His art, known for its expressive power and social themes, has been widely exhibited. In 1967, the Art Gallery International in Buenos Aires displayed 250 of his works based on Dante’s Divine Comedy. His art has also been shown at the Palacio de Bellas Artes in Mexico City and the Museo Nacional de Bellas Artes de La Habana in Cuba. In 1971, his works were exhibited in European galleries such as Villa Giulia in Rome, the Eidos of Milan, and the Bedford in London. In 2005, to mark the 400th anniversary of Don Quixote part 1 being published, the Museum of Design and Illustration held a tribute exhibition at Buenos Aires' Museo de Artes Plásticas Eduardo Sívori where Alonso's prints and original drawings were displayed. His illustrations have been included in the novel Mad Toy by Roberto Arlt.

He was granted the Platinum Konex Award in 1982 and 1992 for his work in the decade, and the Konex Special Mention for his whole trajectory in 2012.
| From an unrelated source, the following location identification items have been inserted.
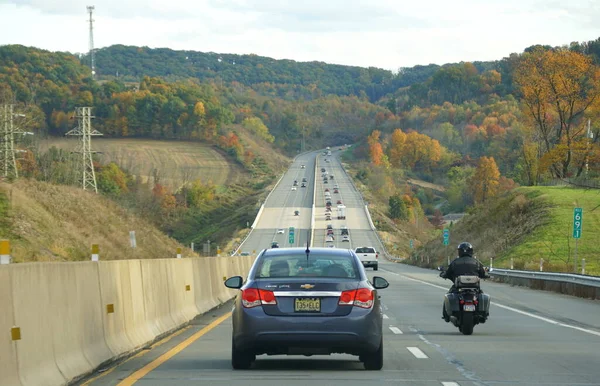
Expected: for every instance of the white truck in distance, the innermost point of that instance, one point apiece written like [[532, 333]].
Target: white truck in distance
[[368, 256], [341, 212]]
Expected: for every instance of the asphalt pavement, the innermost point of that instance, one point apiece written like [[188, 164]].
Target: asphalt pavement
[[531, 338]]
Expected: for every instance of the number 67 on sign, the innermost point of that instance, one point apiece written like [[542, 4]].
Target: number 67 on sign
[[577, 222]]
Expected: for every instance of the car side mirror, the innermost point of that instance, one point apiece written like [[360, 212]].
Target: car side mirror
[[380, 283], [234, 282]]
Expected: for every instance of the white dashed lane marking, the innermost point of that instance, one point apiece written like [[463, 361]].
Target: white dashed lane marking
[[417, 352]]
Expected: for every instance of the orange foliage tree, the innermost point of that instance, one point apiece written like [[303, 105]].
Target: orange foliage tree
[[485, 182], [558, 88], [375, 148]]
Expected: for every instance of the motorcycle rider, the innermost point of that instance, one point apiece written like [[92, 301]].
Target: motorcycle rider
[[465, 264]]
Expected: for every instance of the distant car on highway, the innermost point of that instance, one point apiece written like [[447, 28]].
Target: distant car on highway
[[318, 302], [368, 257]]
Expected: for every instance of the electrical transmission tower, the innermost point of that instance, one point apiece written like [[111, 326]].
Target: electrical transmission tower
[[90, 9], [84, 130], [8, 161]]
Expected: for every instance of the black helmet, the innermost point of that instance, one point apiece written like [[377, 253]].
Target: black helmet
[[465, 249]]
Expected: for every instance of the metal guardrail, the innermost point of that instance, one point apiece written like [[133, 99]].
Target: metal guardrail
[[592, 281]]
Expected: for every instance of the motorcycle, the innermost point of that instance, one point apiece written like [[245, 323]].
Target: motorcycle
[[468, 306]]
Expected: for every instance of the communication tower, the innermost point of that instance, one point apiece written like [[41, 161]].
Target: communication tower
[[90, 9], [84, 130], [8, 161]]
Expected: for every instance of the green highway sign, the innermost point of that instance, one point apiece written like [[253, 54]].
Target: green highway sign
[[577, 222]]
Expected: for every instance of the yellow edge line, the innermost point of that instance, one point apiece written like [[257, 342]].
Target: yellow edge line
[[141, 353], [141, 373]]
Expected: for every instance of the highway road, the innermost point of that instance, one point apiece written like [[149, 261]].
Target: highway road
[[531, 338]]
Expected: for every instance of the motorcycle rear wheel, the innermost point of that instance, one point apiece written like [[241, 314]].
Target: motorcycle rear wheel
[[466, 324]]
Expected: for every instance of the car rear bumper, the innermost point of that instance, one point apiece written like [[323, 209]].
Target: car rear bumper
[[370, 263], [355, 333]]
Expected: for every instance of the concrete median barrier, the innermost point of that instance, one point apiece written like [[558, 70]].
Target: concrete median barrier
[[9, 374], [75, 317], [203, 291]]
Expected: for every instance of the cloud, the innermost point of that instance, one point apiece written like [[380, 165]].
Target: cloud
[[381, 33]]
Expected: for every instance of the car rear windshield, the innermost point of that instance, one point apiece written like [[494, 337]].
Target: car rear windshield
[[287, 266], [365, 250]]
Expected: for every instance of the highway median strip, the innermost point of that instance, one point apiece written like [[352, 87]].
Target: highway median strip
[[141, 373]]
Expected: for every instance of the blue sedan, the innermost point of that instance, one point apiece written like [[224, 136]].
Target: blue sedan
[[299, 301]]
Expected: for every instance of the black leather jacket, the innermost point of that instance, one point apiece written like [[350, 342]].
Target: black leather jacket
[[465, 265]]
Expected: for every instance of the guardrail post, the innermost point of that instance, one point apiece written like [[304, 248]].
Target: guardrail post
[[95, 252], [5, 252]]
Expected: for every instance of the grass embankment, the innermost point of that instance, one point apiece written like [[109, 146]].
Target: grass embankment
[[528, 224], [59, 223], [176, 162]]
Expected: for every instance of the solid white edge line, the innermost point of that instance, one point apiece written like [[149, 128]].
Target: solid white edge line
[[547, 320], [417, 352]]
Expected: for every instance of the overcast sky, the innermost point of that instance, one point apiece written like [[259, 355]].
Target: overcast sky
[[380, 33]]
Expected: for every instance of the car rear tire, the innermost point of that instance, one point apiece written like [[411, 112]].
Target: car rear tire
[[374, 361], [240, 360]]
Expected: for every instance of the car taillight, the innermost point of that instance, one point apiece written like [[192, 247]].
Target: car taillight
[[362, 297], [251, 297], [347, 298], [267, 297]]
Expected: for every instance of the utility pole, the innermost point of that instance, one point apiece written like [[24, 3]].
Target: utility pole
[[84, 130], [589, 137], [90, 9], [8, 162]]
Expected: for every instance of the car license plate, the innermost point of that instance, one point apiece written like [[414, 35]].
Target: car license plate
[[307, 305]]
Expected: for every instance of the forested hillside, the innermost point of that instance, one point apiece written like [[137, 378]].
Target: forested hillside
[[476, 128]]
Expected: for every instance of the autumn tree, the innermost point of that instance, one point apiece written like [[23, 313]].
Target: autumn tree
[[397, 142], [375, 148], [558, 87], [485, 182], [397, 207]]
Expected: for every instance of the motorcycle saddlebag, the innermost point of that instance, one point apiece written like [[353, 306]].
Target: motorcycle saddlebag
[[484, 303], [451, 303]]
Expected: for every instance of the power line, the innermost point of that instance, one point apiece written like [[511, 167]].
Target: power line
[[84, 130], [90, 9], [8, 161]]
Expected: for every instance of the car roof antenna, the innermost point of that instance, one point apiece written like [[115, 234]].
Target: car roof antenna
[[307, 246]]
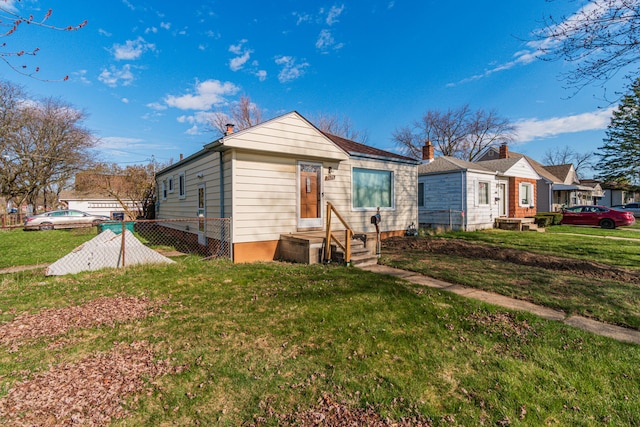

==Personal life and death==
Alonso married the artist Ivonne Fauvety. Following the coup of 1976, and the disappearance of his daughter Paloma (born 25 July 1956) the following year, Alonso went into exile in Italy, and in 1979, he moved to Madrid. He returned to Argentina two years later. The Bienal de Pintura Paloma Alonso. named in her honor, is a 1990 joint initiative of Alonso and Teresa Nachman.

Alonso died on 21 September 2026, at the age of 97. He was the uncle of the chess grandmaster Salvador Alonso.

==Partial works==
- Alonso, C. (2007). Carlos Alonso, ilustrador. Buenos Aires: Fundación Alon.